Windows 1003 employs repetitive facade photography to capture building as infinite reticle of uniform cells—each containing concept of unifying human-world relationship or rather, removing all individuality and converting human into robot destined to repeat daily work inside cell until death. Rey explores how architectural repetition reflects dehumanizing systems. The work reveals tension between inhabitant impulses to "personalize" landscape and facade uniformity that resists individual expression through standardized cellular grid.

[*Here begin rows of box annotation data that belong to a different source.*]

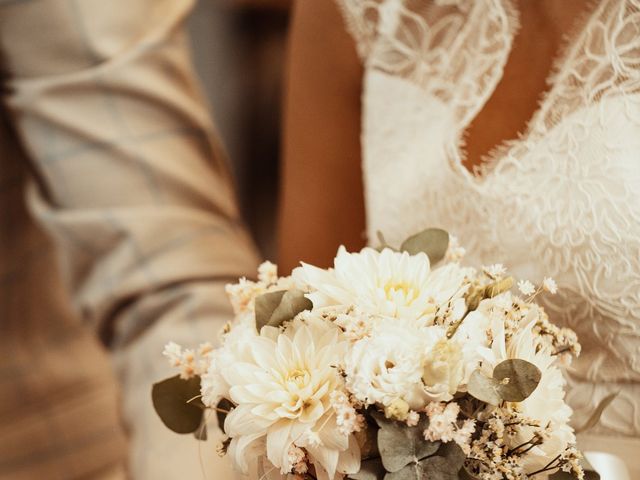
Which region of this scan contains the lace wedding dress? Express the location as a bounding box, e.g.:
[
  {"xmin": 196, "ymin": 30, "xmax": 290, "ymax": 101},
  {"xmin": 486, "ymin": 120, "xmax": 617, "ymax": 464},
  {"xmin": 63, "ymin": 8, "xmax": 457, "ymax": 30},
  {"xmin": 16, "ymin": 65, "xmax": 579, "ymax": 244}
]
[{"xmin": 337, "ymin": 0, "xmax": 640, "ymax": 479}]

A Thousand Windows is an exploration of building facades that become infinite reticles of repetitive cells, which contain in them the concept of unifying the relationship of the human with the world, or rather, a way of removing all individuality and converting the human in a robot destined to repeat his work daily inside his cell until his death. The uniformity of these cells is broken by the impulse of each inhabitant to seek to "personalize" their landscape, all this subtracted by the new form of facades with reflective windows that hide everything and become a reflection of what surrounds these buildings.
Repetitive facade photography capturing infinite cellular grid—architectural system removing human individuality. Windows 1003 from A Thousand Windows by Javier Rey. Available at The Art Design Project, Miami Beach.
Repetitive Facade Photography – Windows 1003 from A Thousand Windows by Rey
Windows 1003, 2018
From The Series A Thousand Windows
Archival pigment print, Color Edition
Limited Edition.
Unframed
Javier Rey is a Colombian artist and photographer. His work has been shown in many collective exhibitions, solo exhibitions, and several international art fairs such as ArtLima (Peru), Scope Art Fair (Miami), and La Feria Del Millón (Colombia). Rey's work has also appeared in books such as "Unlocked", by the Greek collective Atopos, and was chosen as one of the 145 most relevant visual artists and photographers on the web in 2015. His work have been featured in several publications in Colombia, the USA, Mexico, Germany, Spain, Denmark, and other countries.